🤖 AI Summary
This work addresses the accumulation of “skill technical debt” in evolving large language model (LLM) agent skill repositories, which degrades their capabilities in retrieval, composition, and execution. To tackle this issue, the authors propose SkillOps, a novel framework that adapts the software engineering concept of technical debt to LLM skill management. SkillOps introduces typed skill contracts—categorized into Parameters, Outputs, Assumptions, Validations, and Functions (P, O, A, V, F)—and a hierarchical skill ecosystem graph to enable structured skill modeling and multidimensional health diagnostics across utility, compatibility, risk, and verifiability. Implemented as a lightweight plugin, SkillOps integrates seamlessly without modifying existing agents. Evaluated on ALFWorld, it achieves a 79.5% task success rate as a standalone agent—outperforming the strongest baseline by 8.8 percentage points—and boosts retrieval-based agents by 0.68–2.90 percentage points with negligible additional LLM invocation overhead.
📝 Abstract
Large language model agents increasingly rely on skill libraries for multi-step tasks, yet these libraries can accumulate persistent defects as skills are added, reused, patched, and linked to changing dependencies. We call this failure mode skill technical debt: library-level defects that may not break a single skill locally but can harm future retrieval, composition, and execution. Existing skill-based agents mainly focus on task-time retrieval, planning, and repair, while library-time maintenance remains underexplored. We propose SkillOps, a method-agnostic plug-in framework for maintaining skill libraries. SkillOps represents each skill as a typed Skill Contract (P, O, A, V, F), organizes skills with a Hierarchical Skill Ecosystem Graph, and diagnoses library health across utility, compatibility, risk, and validation dimensions. Given a raw skill library, SkillOps produces a maintained library that can be used by existing retrieval or planning agents without changing their internal code.
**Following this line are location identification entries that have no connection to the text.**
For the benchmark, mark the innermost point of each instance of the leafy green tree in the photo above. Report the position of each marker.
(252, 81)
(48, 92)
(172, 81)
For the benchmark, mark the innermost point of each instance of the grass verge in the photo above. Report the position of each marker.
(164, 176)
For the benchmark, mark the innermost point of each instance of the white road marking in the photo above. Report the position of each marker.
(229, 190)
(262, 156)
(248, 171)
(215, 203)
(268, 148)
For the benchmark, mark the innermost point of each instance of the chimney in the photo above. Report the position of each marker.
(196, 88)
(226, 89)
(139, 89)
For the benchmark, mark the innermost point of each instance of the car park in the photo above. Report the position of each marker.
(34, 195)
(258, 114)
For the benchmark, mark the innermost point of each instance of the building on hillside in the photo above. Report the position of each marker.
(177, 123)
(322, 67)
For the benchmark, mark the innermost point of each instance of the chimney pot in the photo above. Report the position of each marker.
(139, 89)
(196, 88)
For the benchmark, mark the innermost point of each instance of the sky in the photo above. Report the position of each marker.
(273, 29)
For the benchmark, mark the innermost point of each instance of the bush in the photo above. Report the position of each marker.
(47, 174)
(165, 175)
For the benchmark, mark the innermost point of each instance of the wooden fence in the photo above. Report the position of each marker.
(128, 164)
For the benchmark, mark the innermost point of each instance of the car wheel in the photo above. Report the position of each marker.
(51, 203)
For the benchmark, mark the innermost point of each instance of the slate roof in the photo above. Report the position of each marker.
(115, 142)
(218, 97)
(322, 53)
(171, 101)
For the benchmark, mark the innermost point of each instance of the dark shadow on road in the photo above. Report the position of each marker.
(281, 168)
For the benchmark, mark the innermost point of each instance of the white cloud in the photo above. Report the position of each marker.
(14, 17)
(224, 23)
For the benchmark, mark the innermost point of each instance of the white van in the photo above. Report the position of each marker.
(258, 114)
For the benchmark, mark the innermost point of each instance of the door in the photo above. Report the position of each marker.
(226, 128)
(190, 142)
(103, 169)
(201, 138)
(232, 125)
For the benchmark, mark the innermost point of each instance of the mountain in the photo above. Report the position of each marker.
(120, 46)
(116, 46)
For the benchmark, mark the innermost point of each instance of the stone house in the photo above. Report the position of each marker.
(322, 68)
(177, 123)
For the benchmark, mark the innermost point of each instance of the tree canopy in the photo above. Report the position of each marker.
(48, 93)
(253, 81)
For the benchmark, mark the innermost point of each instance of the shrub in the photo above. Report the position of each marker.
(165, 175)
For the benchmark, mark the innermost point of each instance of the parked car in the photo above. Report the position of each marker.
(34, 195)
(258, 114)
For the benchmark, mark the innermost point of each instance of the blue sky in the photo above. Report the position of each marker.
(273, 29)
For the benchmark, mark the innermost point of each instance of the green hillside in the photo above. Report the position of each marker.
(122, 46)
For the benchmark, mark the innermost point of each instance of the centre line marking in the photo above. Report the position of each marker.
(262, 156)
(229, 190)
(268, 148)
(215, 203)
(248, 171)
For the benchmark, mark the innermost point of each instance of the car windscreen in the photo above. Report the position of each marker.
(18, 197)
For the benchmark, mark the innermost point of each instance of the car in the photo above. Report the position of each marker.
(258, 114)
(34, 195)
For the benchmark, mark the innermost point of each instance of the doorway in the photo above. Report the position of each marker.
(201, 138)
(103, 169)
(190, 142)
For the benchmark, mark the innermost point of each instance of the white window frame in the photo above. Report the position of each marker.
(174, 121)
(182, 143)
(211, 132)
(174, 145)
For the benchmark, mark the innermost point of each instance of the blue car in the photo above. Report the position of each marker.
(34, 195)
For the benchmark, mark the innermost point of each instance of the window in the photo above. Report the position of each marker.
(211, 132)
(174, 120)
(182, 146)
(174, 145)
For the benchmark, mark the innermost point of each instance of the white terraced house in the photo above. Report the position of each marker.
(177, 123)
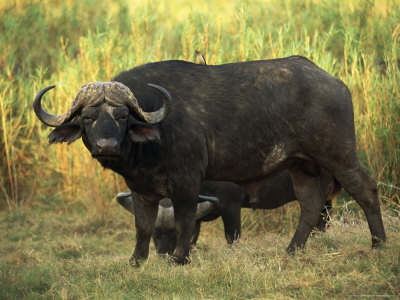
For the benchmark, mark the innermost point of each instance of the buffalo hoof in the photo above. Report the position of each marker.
(292, 249)
(378, 243)
(181, 261)
(136, 262)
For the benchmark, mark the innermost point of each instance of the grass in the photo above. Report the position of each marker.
(75, 256)
(76, 42)
(63, 237)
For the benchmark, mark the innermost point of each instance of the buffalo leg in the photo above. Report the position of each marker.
(185, 204)
(363, 189)
(309, 195)
(232, 223)
(324, 218)
(145, 219)
(196, 232)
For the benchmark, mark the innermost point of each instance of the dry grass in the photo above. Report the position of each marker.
(72, 256)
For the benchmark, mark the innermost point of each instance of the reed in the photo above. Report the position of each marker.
(70, 43)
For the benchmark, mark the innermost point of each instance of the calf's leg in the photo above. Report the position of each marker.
(363, 189)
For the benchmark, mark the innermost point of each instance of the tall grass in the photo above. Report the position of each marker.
(70, 43)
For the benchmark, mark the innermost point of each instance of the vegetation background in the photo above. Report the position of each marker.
(63, 235)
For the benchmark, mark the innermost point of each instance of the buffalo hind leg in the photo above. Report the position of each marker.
(324, 218)
(145, 219)
(185, 203)
(359, 185)
(309, 195)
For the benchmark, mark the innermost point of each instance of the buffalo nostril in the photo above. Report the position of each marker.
(107, 146)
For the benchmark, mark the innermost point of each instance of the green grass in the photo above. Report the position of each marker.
(61, 234)
(75, 256)
(70, 43)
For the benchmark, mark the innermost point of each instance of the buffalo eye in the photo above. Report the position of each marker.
(88, 119)
(122, 115)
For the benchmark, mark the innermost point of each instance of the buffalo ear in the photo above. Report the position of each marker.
(141, 133)
(65, 133)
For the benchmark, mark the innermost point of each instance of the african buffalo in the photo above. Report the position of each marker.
(167, 126)
(228, 201)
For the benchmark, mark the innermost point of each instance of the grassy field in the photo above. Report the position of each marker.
(71, 256)
(62, 234)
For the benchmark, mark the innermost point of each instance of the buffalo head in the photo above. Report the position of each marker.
(103, 114)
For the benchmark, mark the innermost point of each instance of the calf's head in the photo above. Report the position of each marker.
(103, 114)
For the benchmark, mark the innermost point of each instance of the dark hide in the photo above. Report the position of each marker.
(238, 122)
(272, 193)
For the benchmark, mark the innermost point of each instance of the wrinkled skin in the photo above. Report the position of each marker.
(269, 194)
(239, 122)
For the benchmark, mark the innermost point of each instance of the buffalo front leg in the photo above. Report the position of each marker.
(185, 204)
(309, 195)
(145, 219)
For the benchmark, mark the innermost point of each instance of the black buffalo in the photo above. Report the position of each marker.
(226, 200)
(167, 126)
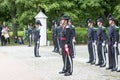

On ALFWorld, SkillOps achieves 79.5 percent task success as a standalone agent, outperforming the strongest baseline by 8.8 percentage points with no additional task-time large language model calls. As a plug-in layer, it improves retrieval-heavy baselines by 0.68 to 2.90 percentage points. The current rule-based maintenance implementation uses nearly zero library-time large language model calls or tokens, showing that skill-library maintenance can be added as a low-overhead architectural layer.